Structural labor market challenges in the aged care industry in Spain and the scarcity of professionalization in this sector in Colombia can be seen as two sides of the same coin. They represent a unique opportunity to create a mutually beneficial labor mobility program between these two nations, inspired by the Global Skills Partnership (GSP) model. Such a program would address both the shortage of workers and skills in the industry in Spain and Colombia, and ultimately benefit elderly populations in both countries.
As part of the scoping work in Ibero-America, the LaMP team undertook several trips to Colombia and Spain to discover the needs of the aged care industry, engage with new stakeholders and identify key factors to design a labor mobility program.

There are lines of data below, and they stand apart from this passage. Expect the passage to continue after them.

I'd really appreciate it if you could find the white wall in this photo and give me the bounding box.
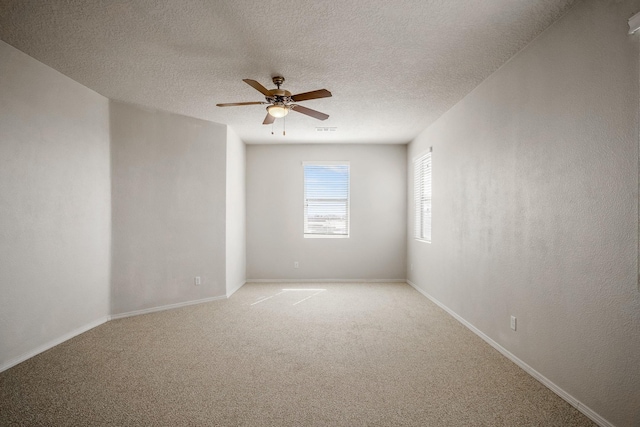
[247,144,407,281]
[110,101,227,315]
[407,0,640,425]
[0,41,111,370]
[225,127,246,296]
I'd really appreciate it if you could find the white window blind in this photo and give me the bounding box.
[303,162,350,238]
[414,151,432,242]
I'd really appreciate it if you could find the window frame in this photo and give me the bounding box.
[303,161,350,239]
[414,149,432,243]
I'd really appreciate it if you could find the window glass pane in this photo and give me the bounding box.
[414,152,431,242]
[304,163,350,237]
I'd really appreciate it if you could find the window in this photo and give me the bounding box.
[303,162,350,238]
[414,150,432,242]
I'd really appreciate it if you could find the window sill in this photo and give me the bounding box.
[304,234,350,239]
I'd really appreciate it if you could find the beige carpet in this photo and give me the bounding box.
[1,282,594,426]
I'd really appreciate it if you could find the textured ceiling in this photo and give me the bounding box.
[0,0,576,144]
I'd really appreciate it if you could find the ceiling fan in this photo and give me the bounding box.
[216,76,332,125]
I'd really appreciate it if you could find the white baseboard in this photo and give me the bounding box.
[110,295,227,320]
[226,280,246,298]
[405,280,613,427]
[0,315,111,373]
[247,278,406,283]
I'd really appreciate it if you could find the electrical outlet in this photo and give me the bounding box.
[195,276,201,286]
[410,263,413,271]
[294,261,299,269]
[510,315,517,331]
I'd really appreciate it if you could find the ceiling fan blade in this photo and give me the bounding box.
[243,79,272,96]
[263,113,276,125]
[292,105,329,121]
[216,101,265,107]
[291,89,332,102]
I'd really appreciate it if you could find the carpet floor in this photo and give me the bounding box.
[0,282,595,426]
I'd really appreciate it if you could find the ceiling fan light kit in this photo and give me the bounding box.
[216,76,332,130]
[267,104,289,118]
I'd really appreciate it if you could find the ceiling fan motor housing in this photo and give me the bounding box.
[268,77,292,102]
[268,89,292,99]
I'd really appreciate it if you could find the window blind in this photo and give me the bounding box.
[303,162,350,237]
[414,151,431,242]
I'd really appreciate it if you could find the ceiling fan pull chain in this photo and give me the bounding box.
[283,114,286,136]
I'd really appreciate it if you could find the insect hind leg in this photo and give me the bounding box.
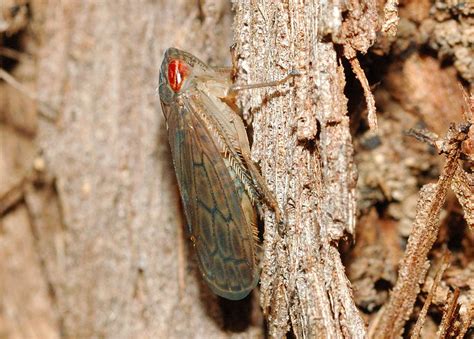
[229,70,300,94]
[240,150,283,226]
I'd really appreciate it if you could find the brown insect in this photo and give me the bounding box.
[158,48,288,300]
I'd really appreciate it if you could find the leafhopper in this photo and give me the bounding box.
[158,48,285,300]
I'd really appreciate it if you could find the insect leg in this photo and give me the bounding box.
[212,43,238,80]
[239,150,283,225]
[213,67,233,74]
[229,70,300,93]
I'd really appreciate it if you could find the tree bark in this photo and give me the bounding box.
[1,0,369,337]
[4,0,470,338]
[35,1,253,337]
[2,0,266,337]
[232,1,370,337]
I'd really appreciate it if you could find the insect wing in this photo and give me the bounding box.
[162,93,259,300]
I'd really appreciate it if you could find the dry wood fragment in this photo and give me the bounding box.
[337,0,379,132]
[0,68,58,121]
[0,46,31,61]
[349,56,377,131]
[451,168,474,229]
[382,0,400,37]
[456,303,473,339]
[0,177,26,215]
[437,288,460,338]
[410,250,450,339]
[370,123,469,338]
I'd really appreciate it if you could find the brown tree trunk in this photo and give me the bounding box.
[232,1,369,337]
[2,0,472,338]
[2,0,264,337]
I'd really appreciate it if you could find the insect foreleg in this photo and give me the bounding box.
[211,44,239,79]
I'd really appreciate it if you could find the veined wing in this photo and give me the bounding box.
[164,92,259,300]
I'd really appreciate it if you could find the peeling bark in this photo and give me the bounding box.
[233,1,367,337]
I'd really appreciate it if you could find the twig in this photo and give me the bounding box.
[451,167,474,229]
[0,68,58,122]
[0,177,27,216]
[410,250,451,339]
[349,57,377,131]
[406,128,439,148]
[457,303,473,339]
[370,124,468,338]
[0,47,33,61]
[437,288,460,338]
[381,0,399,37]
[459,85,473,123]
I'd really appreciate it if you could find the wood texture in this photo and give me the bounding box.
[2,0,265,337]
[3,0,471,337]
[232,1,368,337]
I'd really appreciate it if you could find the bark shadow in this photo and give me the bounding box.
[217,295,255,332]
[195,276,257,333]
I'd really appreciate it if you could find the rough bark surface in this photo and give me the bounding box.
[2,0,473,338]
[232,1,367,337]
[36,1,256,337]
[2,0,266,338]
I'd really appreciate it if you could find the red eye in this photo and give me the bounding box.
[168,59,190,92]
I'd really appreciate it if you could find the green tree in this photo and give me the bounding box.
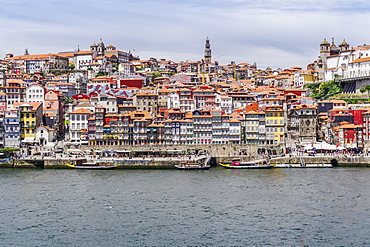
[69,63,75,70]
[365,85,370,98]
[360,87,366,96]
[63,96,74,104]
[152,71,162,82]
[95,71,108,77]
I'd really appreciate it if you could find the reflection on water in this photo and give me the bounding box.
[1,167,370,246]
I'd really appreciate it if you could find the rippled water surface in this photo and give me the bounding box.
[1,167,370,246]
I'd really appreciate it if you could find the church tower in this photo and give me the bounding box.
[204,37,211,63]
[90,42,97,52]
[339,39,350,52]
[319,38,330,57]
[97,39,105,57]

During these visits, we established an extensive network of key stakeholders, including governments, training organizations, business associations, and employers. In Spain, we held working meetings with the Ministry of Inclusion, Social Security, and Migration to discuss priorities, brainstorm program possibilities, and identify potential constraints. In Colombia, we confirmed that professionalization and regulation of the aged care sector is one of the key policy priorities. In meetings with different public institutions, we learned about the key legislation, such as the National Development Plan 2022-2026 and Public Policy for Elderly People 2022-2031, that highlight this topic as a national priority. We also attended the Latin American Congress on Gerontology and Geriatrics in Medellin, where we gained insights into the region’s main trends in aged care and connected with practitioners, employers, and experts.
Qualified workers are central to providing quality care in the aged care industry. While the level of maturity of the industry varies in each country, they both face similar challenges in delivering quality care to older populations. Spain has a large offering of specialized training but lacks a sufficient number of workers and a clear career path for aged care professionals. On the other hand, Colombia has an abundance of caregivers with empirical knowledge but offers few tailored courses in aged care. A labor mobility program that combines entry-level training in Colombia with potential career advancement opportunities in Spain could generate significant human capital gains for both countries, increasing quality when delivering this service to older populations in both countries.
Shared language and available legal pathways in Spain are key advantages for such program. However, there are complexities to navigate. Occupational and legal requirements differ between the two countries, requiring a skills validation process, which can be lengthy and bureaucratic. Additionally, extensive coordination with multiple local partners and alignment with local legislation will have to be an essential part of the program due to the industry’s significance in different geographical zones of Colombia and Spain. Despite these potential complications, the LaMP team has received significant interest from both countries’ stakeholders, which bodes well for the program’s success. For instance, we were invited to speak at a local event in Colombia to discuss labor mobility with employers in the aged care industry.
Building on our learnings so far, the LaMP team is currently working to identify technical aspects, potential partners, costs and roles for a pilot to be implemented over the next year.